What I tried to solve the problem:
After experimenting a day or two with Rule Engines, I was thinking about using Regular Expressions instead. To do so, I tried to set up a “String Manipulation-Node” that uses a RegEx which searches for two specific terms in a range of 10 or less words to each other. This is the RegEx-Command i found working on regex101.com in terms of the given example in the first image:
indisch\W+(?:\w+\W+){0,10}?Nationalität|Nationalität\W+(?:\w+\W+){0,10}?indisch

it worked flawlessly…

however, if I try to use the same Regular Expression in the String Manipulation Node like this:
regexReplace($CV anonymised$,“indisch\W+(?:\w+\W+){0,10}?Nationalität|Nationalität\W+(?:\w+\W+){0,10}?indisch”,“indisch”)
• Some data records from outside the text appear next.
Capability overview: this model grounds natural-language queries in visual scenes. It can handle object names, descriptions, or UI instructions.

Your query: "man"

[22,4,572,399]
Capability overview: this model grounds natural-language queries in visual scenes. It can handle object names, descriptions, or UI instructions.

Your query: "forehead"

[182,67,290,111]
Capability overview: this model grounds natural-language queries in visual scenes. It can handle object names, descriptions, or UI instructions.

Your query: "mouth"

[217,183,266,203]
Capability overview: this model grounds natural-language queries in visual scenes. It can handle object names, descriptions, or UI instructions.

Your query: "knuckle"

the output in the newly appended column stays the same.

Does anyone know why? Or can somebody help me out with another way to solve the problem?
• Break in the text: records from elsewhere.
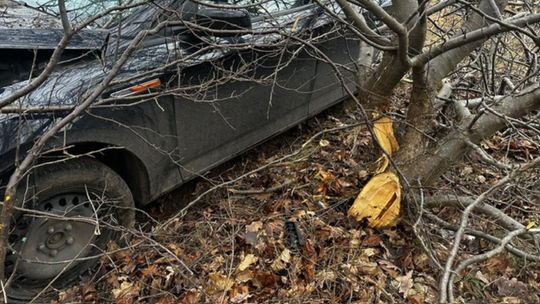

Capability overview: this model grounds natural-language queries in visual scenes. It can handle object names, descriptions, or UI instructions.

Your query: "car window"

[25,0,132,24]
[199,0,312,16]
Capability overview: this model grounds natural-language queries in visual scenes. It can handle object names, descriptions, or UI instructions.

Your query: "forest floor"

[52,86,540,304]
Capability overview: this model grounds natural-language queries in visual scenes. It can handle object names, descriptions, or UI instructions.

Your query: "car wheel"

[6,158,135,302]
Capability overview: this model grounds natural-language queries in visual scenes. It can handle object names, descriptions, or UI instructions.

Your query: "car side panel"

[309,33,359,115]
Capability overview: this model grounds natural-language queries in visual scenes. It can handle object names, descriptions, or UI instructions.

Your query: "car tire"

[6,158,135,303]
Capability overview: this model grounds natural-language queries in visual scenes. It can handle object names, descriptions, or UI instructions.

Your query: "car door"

[175,0,316,180]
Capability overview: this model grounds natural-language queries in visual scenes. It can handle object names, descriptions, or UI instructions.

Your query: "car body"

[0,0,358,205]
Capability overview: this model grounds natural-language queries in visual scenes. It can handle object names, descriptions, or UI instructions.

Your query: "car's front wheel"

[6,158,134,301]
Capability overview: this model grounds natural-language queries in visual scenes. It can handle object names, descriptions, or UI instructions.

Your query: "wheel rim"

[6,193,97,288]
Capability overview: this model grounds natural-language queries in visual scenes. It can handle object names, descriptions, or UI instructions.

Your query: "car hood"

[0,2,329,157]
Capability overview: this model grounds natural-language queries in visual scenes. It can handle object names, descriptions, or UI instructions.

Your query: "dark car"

[0,0,372,299]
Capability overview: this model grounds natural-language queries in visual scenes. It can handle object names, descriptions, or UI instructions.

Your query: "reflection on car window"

[200,0,312,16]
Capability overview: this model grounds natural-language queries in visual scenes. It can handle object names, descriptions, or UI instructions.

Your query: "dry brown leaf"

[375,154,390,174]
[348,172,401,228]
[246,221,263,233]
[236,254,259,273]
[178,290,201,304]
[112,281,139,302]
[235,269,254,283]
[373,117,399,155]
[271,248,291,272]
I would gladly appreciate your help, and thank you all in advance!

Kind Regards,
Reykas

quaeler · March 22, 2019, 5:07pm

The regex does a match against an entire string. For example with the target string “weltschmerz”, the query regex (in the KNIME nodes using regex) “schmerz” will not match, but, for example “[^s]+schmerz” will match.

system · April 2, 2019, 11:36am

This topic was automatically closed 7 days after the last reply. New replies are no longer allowed.